City Health Works has benefited greatly from the practice documents (position statements and practice documents) from AADE. The practice paper on the use of community health workers in diabetes management and prevention was a guiding light as we were building this model and thinking of how it could be successful. City Health Works health coaches (community health workers with a minimum of a GED) receive upfront and ongoing training from RD/CDE clinician supervisors as part of an interdisciplinary, multi-level team. We first developed coaching for clients with diabetes, modeling the program and curriculum from the AADE7 Self-Care Behaviors™ framework and incorporating specific training in motivational interviewing, adult education, and Ed Wagner’s Chronic Care Model. All our coaches are certified as AADE Diabetes Paraprofessionals (Level 1) and work individually with patients in the community using a structured, but flexible curriculum.
Describe your best experience with AADE.
I try to go to AADE’s Annual Conference every year. I am the Chair of the AADE’s Community of Interest on Diversity. I have presented a poster or done a presentation on City Health Works’ model, impact, and outcomes on many different occasions. I always have a wonderful time. This year, I am presenting a poster on the use of community health workers for medication adherence. Medication reconciliation is a key role of our health coaches because they can be the eyes and ears for doctors into the lives of their patients. Health coaches learn to identify and troubleshoot medication management and adherence challenges with their clients that may not be easily detected by periodic primary care visits or pharmacy consultation.
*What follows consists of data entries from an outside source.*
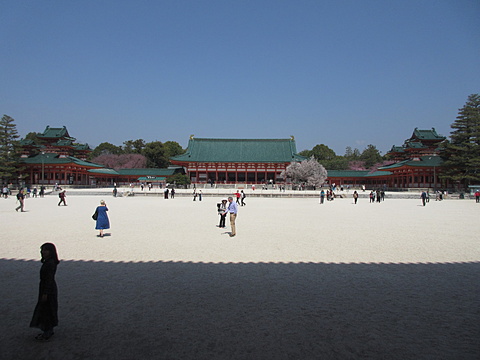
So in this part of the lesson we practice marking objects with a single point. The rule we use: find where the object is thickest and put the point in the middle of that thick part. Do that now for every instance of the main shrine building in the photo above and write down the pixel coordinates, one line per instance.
(251, 161)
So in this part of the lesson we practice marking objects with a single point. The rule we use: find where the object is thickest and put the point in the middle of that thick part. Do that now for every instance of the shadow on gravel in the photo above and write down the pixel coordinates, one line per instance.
(175, 310)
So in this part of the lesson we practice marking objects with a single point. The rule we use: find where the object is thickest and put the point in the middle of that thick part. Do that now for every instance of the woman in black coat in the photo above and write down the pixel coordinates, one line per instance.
(45, 315)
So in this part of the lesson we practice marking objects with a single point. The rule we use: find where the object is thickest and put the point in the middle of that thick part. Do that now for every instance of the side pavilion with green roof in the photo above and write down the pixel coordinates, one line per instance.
(249, 161)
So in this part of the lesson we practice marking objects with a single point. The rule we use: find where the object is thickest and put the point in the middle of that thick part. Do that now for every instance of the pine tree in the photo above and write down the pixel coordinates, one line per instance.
(462, 153)
(9, 149)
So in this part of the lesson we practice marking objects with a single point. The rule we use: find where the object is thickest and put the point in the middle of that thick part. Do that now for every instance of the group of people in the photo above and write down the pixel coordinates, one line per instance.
(378, 196)
(228, 207)
(329, 194)
(240, 196)
(168, 192)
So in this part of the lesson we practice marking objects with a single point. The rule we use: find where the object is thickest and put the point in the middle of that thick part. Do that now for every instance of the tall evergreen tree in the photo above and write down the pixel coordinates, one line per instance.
(462, 153)
(9, 149)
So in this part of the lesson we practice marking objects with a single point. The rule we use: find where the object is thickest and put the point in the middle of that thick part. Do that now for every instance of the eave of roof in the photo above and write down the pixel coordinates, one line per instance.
(50, 158)
(240, 151)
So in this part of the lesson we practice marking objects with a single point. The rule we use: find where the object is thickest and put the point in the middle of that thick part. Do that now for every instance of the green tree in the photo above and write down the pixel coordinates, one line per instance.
(306, 153)
(323, 152)
(371, 156)
(155, 154)
(105, 148)
(134, 146)
(352, 155)
(462, 153)
(338, 163)
(9, 149)
(179, 179)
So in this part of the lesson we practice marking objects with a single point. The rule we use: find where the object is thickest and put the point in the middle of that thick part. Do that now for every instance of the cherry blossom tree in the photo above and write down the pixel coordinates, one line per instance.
(308, 171)
(122, 161)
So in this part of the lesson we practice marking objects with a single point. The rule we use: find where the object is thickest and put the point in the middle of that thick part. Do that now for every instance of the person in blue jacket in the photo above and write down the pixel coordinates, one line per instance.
(102, 218)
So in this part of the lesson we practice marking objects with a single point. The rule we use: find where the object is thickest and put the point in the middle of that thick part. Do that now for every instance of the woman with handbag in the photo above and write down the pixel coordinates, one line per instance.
(103, 222)
(45, 315)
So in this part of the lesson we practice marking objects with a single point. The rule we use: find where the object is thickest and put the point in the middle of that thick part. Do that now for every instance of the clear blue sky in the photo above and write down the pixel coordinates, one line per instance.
(341, 73)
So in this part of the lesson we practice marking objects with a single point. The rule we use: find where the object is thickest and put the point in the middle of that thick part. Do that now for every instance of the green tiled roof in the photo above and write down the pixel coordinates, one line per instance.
(355, 173)
(414, 145)
(423, 161)
(240, 150)
(147, 172)
(397, 149)
(50, 158)
(82, 147)
(64, 143)
(151, 178)
(104, 171)
(54, 133)
(26, 142)
(347, 173)
(427, 135)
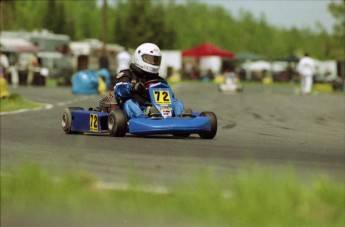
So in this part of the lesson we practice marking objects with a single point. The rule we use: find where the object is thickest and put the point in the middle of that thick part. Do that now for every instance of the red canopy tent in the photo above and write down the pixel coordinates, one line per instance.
(207, 49)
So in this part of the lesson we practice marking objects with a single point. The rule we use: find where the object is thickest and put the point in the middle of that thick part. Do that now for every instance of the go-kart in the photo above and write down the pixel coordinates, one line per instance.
(109, 117)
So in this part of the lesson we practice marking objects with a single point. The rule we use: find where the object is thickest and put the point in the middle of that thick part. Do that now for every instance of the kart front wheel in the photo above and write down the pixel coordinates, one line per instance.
(66, 121)
(213, 119)
(117, 123)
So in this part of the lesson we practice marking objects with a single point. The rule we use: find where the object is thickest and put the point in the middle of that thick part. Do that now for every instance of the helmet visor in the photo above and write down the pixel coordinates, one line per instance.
(152, 60)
What are some of your interests outside of diabetes education?
I live in Brooklyn and work in Harlem, so I have a long commute. One of my favorite things to do on that commute is to read books and novels. I particularly love time management books, romance novels and science fiction. I also listen to various TED talks daily and podcasts. My passion is girl empowerment. I ran a Girl Scout troop in Brooklyn for many years and am very active with several girl leadership organizations. I also sit on the parent association and board of trustees at my children’s school and am very involved in my church community.
Based on your experience, what advice would you give to aspiring Diabetes Educators?
I would tell them to think outside the box and go for positions that may not seem like they are in their area of expertise. This way they can have the opportunity to grow and learn in different roles.